In 1907, on the 23rd December, Astrup married Engel Sunde. Shortly afterwards, in January 1908, Astrup travelled to London on a stipend from the Henrichsen Foundation and when he returned in May, he presented his second solo exhibition at Bergen Art Association. 1911 saw Astrup’s third and last solo exhibition, displayed at the Artists’ Association,Kristiania. In the same year, Astrup’s first child was born, a daughter named Kari. In the same year the family moved to a newly constructed house in Myklebust, before relocating to Sandalstrand in 1913. The subsequent years saw fewer trips – one to Copenhagen and Stockholm in 1916, another to Algeria in 1922 – as Astrup’s health deteriorated. Astrup died of pneumonia on 21 January 1928, at the age of 47, after complications with his lungs from a lifetime battle with asthma and tuberculosis.

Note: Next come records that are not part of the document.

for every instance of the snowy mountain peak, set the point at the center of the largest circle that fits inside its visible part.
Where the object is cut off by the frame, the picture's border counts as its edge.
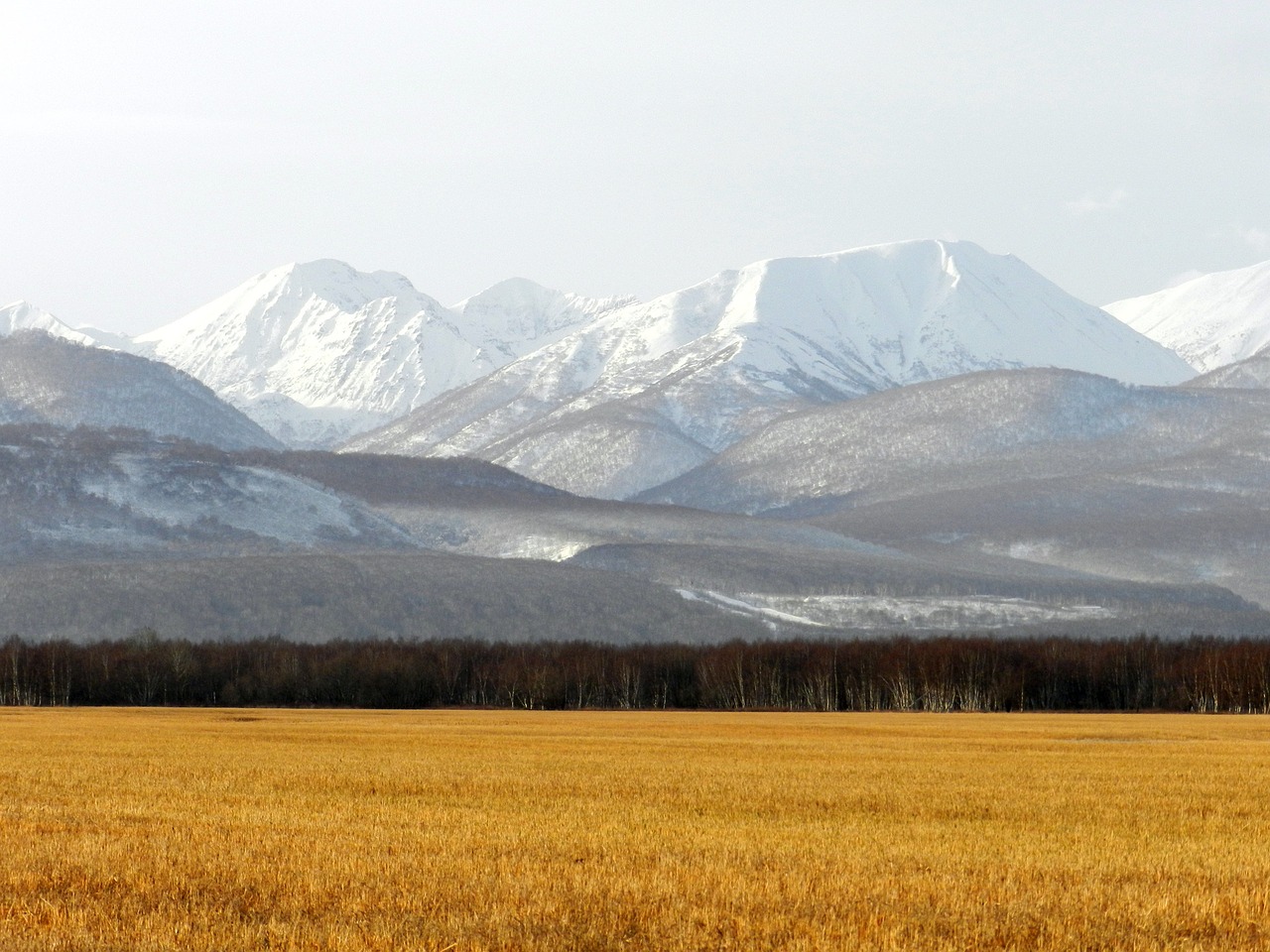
(1211, 320)
(23, 315)
(318, 350)
(518, 308)
(652, 389)
(339, 282)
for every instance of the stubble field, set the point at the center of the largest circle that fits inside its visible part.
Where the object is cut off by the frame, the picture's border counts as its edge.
(155, 829)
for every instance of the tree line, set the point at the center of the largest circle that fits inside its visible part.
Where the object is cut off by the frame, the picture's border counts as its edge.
(898, 673)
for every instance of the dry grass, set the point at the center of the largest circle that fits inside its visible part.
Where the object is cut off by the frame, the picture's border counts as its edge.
(476, 830)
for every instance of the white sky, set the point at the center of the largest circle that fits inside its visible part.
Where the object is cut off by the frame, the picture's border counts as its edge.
(155, 154)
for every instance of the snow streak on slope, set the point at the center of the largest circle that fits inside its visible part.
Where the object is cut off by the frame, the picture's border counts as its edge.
(652, 390)
(1213, 320)
(318, 352)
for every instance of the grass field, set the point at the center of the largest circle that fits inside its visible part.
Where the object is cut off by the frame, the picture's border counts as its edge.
(153, 829)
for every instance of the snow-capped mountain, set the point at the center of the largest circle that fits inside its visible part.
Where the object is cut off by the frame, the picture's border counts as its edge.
(64, 384)
(652, 390)
(23, 315)
(1211, 320)
(318, 352)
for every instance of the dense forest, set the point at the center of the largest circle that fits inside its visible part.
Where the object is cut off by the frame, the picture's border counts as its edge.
(898, 673)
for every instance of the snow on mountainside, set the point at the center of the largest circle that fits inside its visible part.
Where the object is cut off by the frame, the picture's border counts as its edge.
(318, 352)
(652, 390)
(1250, 373)
(1213, 320)
(22, 315)
(64, 384)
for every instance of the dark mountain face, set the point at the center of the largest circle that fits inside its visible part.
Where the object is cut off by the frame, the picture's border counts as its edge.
(1044, 466)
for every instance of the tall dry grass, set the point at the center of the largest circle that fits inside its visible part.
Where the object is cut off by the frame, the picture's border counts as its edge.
(474, 830)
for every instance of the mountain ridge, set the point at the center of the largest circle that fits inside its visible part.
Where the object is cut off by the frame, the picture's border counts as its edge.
(663, 385)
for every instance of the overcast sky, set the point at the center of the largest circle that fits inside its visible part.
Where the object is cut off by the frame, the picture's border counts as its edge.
(158, 154)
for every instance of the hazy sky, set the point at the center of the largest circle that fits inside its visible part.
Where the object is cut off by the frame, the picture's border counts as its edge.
(155, 154)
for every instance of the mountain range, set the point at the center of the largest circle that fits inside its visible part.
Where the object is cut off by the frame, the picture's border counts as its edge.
(649, 391)
(919, 435)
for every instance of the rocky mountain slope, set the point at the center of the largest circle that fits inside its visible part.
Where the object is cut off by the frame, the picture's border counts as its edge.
(1160, 484)
(64, 384)
(649, 391)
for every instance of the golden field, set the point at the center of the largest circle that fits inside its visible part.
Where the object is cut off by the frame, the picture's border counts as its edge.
(159, 829)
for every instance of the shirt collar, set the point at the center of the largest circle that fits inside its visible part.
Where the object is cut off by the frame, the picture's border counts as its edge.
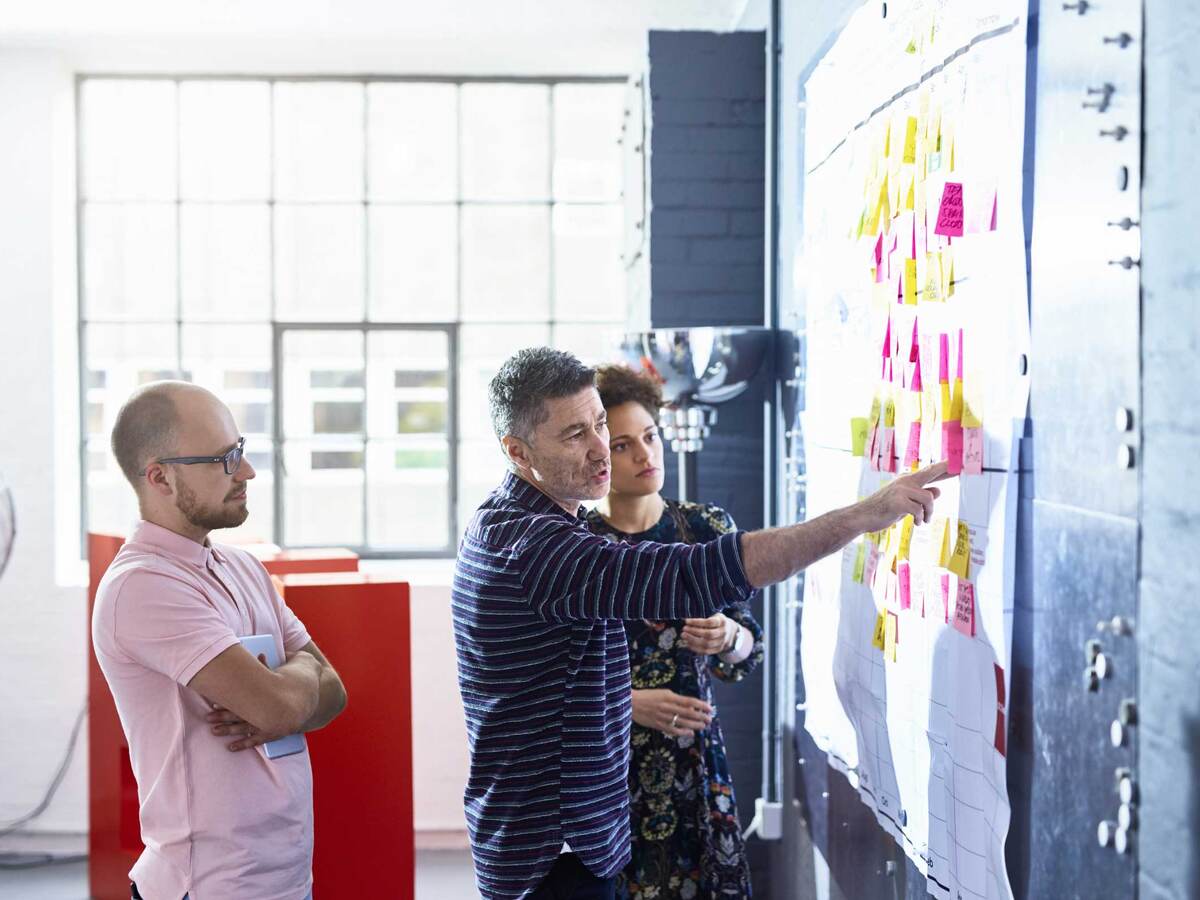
(175, 545)
(532, 498)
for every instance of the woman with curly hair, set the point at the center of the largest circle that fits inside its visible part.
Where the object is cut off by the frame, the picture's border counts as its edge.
(687, 841)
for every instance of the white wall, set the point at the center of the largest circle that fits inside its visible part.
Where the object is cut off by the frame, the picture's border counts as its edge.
(43, 628)
(42, 624)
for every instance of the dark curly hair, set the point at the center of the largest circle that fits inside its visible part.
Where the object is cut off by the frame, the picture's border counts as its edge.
(519, 393)
(621, 384)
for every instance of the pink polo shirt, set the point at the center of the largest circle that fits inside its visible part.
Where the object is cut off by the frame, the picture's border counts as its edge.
(216, 825)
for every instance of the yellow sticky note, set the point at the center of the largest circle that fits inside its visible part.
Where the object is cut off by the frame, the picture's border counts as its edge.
(858, 429)
(933, 277)
(880, 209)
(910, 282)
(889, 546)
(972, 413)
(960, 561)
(880, 625)
(859, 563)
(910, 139)
(955, 403)
(942, 527)
(906, 526)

A number of contemporary artists are exploring themes that expound this aspect of Astrup’s legacy. In works that encompass ecology, plant studies and care for insect life, we find echoes of Astrup’s values. HOK has invited several of these artists to create works that engage in dialogue with Astrup both indoors and outside – extending and underscoring Astrup’s relevance today. The interior portion of this exhibition will be on viewat HOK until 21 August.